In questa cittadina delle Alpi svizzere, nel Cantone dei Grigioni, si riuniscono oltre 2.800 protagonisti della politica internazionale, del mondo degli affari e del gotha della finanza, delle organizzazioni internazionali e attivisti provenienti da 120 paesi.

I capi di stato e di governo sono una sessantina. Il vero problema è sapersi districare tra i molti eventi in contemporanea e saper scegliere quelli veramente utili, evitando nei trasbordi di scivolare malamente sul ghiaccio e affrontare il clima esterno con temperature tra i -15 o -20 gradi centigradi.

Klaus Schwab, il grande vecchio, nonché fondatore e presidente esecutivo del Wef, ritiene che «ci troviamo di fronte a un mondo fratturato e con crescenti divari sociali, che portano a un'incertezza e un pessimismo pervasivi. Dobbiamo quindi ricostruire la fiducia nel nostro futuro andando oltre la gestione della crisi, esaminando le cause profonde dei problemi attuali e costruendo insieme un futuro più promettente».

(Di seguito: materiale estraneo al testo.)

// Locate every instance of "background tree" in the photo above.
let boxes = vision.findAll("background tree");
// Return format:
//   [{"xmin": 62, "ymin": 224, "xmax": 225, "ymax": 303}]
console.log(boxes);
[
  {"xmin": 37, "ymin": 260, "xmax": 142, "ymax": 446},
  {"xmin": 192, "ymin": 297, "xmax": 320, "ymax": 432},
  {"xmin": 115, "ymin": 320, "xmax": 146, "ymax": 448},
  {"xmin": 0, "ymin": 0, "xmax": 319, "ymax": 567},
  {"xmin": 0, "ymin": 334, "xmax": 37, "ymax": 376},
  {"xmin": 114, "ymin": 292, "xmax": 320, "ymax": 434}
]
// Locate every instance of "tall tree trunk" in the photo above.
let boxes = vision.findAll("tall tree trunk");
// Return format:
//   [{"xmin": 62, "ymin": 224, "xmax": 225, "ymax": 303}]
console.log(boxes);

Già ma come? "Ricostruire la fiducia” secondo gli stessi organizzatori non sarà un obiettivo facile ed è l'anno più complesso data la situazione geopolitica.

Non a caso sarà proprio la diplomazia ad avere un ruolo di primo piano nella settimana di lavori del forum: a partire dal presidente ucraino Volodymyr Zelensky a quello israeliano Isaac Herzog, dal segretario di Stato Usa Blinken a tutti i premier dei paesi mediorientali, nella cittadina svizzera si manderà avanti una complessa trama spesso nelle stanze riservate, provando a riannodare il filo delle relazioni internazionali.

Fra i partecipanti, il premier cinese Li Qiang, il presidente francese Emmanuel Macron, la presidente della Commissione Ue, Ursula von der Leyen, oltre al premier spagnolo Pedro Sanchez e al segretario generale delle Nazioni Unite, Antonio Guterres.

Si dice che Mohammed bin Salman farà la sua prima apparizione accompagnato da un gigantesco gruppo di alti funzionari sauditi. Ma gli oltre 200 panel in sei giorni toccheranno molti altri temi, a partire dalla sfida dell'intelligenza artificiale, con l'ad di Open AI Sam Altman che darà indizi sullo sviluppo futuro della controversa tecnologia dalle potenzialità ancora tutte da esplorare, così come i suoi rischi.

Il rifiuto di Erdogan

L'Italia sarà rappresentata (come anticipato da questo giornale) dal ministro dell'Economia Giancarlo Giorgetti, che sarà a Davos mercoledì e giovedì, per prende parte a una cena dedicata alla costruzione dell'Europa di domani, mentre tra gli esponenti del mondo imprenditoriale ci saranno, tra gli altri, i presidenti di Eni ed di Enel, Giuseppe Zafarana e Paolo Scaroni, gli ad di Intesa Sanpaolo e Unicredit, Carlo Messina e Andrea Orcel, e il presidente di Unicredit, Pier Carlo Padoan.

Non mancano già i primi colpi di scena fuori programma come quello di Erdogan che ha bloccato delegazione turca, perché il Forum è filo-Israele o la doccia fredda del presidente della Bundesbank, Joachim Nagel secondo cui «è troppo presto per parlare di taglio dei tassi». Ma queste sortite sono quasi rassicuranti rispetto ai venti di guerra nel mondo.